It's Gov. Perdue – another near miss for Charlotte

It's past time North Carolina had a woman in the governor's mansion, and the state's voters ought to take pride in having shattered that glass ceiling Tuesday by electing Democrat Bev Perdue. That's a significant milestone.

Yet for Charlotte the outcome of this gubernatorial contest is a bittersweet moment. Perdue's narrow victory came against Charlotte Mayor Pat McCrory, who ran a strong campaign that urged fundamental reforms in state government. A win for McCrory, a Republican, would have put a primarily urban perspective in the governor's mansion for the first time and sent an outsider to Raleigh. It also would have dispelled the myth of the Charlotte curse – the consistent failure by candidates from the state's largest city to get elected to statewide offices.

Instead, voters opted for Perdue's seasoning, with 14 years in the N.C. General Assembly and eight as lieutenant governor. She's a capable politician with a deep grasp of the role public education plays in the state's future prosperity. Yet her independence is relatively untested, and she will confront the weakest state economy in a quarter century.
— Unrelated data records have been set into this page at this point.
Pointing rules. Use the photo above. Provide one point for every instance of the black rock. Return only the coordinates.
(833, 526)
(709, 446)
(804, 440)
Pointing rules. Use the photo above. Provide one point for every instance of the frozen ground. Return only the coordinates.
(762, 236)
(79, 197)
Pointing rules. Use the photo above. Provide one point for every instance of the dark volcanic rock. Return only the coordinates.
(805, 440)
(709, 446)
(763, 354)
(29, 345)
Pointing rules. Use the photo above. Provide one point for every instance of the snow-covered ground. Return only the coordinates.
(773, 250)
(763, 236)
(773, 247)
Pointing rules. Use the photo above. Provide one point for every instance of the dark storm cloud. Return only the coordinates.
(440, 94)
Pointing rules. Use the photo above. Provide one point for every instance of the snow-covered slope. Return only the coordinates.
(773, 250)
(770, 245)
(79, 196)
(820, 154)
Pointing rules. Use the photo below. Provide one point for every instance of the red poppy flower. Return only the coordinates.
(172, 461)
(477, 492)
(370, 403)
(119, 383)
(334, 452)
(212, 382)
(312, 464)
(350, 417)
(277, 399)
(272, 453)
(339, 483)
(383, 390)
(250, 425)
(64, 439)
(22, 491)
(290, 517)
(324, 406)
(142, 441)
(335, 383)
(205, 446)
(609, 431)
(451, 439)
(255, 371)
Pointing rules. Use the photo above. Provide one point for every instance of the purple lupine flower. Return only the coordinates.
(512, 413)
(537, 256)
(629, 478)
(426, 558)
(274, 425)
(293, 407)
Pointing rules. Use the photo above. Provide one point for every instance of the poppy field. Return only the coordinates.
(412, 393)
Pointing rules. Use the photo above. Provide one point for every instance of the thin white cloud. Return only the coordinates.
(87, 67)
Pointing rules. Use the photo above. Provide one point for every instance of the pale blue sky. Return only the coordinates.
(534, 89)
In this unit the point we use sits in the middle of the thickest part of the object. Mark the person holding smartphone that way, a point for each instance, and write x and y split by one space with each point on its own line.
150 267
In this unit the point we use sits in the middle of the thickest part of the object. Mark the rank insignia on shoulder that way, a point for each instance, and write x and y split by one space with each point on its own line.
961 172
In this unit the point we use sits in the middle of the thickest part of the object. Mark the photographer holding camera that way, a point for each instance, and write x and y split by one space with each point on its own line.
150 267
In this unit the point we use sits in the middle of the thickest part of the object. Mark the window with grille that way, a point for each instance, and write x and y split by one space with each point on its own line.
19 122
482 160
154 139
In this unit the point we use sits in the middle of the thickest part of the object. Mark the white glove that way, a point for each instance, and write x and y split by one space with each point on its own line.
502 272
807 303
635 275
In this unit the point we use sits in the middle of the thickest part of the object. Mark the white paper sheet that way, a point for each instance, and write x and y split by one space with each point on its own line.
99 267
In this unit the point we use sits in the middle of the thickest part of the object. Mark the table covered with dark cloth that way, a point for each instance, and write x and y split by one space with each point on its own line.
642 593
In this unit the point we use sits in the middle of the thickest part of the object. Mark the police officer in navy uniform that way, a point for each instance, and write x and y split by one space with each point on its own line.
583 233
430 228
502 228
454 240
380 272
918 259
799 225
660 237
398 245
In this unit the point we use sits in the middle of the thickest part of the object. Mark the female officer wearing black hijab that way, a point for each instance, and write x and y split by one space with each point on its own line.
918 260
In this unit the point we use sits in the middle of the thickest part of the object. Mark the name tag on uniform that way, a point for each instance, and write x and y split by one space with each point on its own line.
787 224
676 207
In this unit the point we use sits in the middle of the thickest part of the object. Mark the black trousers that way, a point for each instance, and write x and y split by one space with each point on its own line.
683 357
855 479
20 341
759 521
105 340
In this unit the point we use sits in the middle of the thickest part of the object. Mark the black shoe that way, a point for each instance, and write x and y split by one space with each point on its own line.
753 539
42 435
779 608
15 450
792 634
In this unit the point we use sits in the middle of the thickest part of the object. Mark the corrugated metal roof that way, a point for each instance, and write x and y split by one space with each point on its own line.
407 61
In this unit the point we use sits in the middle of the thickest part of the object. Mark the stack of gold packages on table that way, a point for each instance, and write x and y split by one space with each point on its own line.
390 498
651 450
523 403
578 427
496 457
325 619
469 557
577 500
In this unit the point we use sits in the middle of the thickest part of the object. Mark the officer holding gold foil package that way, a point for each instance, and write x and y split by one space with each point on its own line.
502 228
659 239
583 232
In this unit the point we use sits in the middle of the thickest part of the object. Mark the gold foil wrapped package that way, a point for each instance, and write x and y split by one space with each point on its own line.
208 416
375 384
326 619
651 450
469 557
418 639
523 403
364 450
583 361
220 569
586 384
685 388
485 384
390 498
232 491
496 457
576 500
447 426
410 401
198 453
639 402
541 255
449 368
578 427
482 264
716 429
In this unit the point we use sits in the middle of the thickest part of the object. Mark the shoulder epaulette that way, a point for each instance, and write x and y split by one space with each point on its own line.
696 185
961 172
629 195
Perdue must demonstrate the core principles she intends to use to govern North Carolina. Those principles, beyond a strongly stated support for public education, were not readily apparent during the campaign. She has billed herself as a progressive who works for measures of broad benefit, such as access to education for all citizens and for protecting North Carolina's environmental resources. Yet during the campaign, she used her seat on the N.C. Community College Board to orchestrate a vote that rejected letting undocumented residents enroll so long as they pay higher, out-of-state costs. And she reversed her position on oil exploration by supporting exploratory drilling off the N.C. coast. Those contradictions represent a high hurdle for a new governor seeking public confidence in her policies.

Perdue, from Eastern North Carolina, must reach out quickly to the areas of the state where her support was not strong. She knows rural areas of the state well, yet more people in this state now live in its urban centers, such as Charlotte. Perdue must demonstrate she understands the scale and urgency of urban needs and is prepared to deliver meaningful changes, such as reforms in how the state pays for, plans and oversees transportation.

Perdue must demonstrate an independence from her old friends in the Democratic-controlled legislature, including powerful Senate President Pro tem Marc Basnight of Manteo and his go-to Sen. Tony Rand of Fayetteville. Perdue has been a disciple of Basnight. Yet the reforms needed in North Carolina and the decisions forced by the state's weak economy demand an independent governor – one who is both able to persuade key players to get on board and stand up to powerful former allies.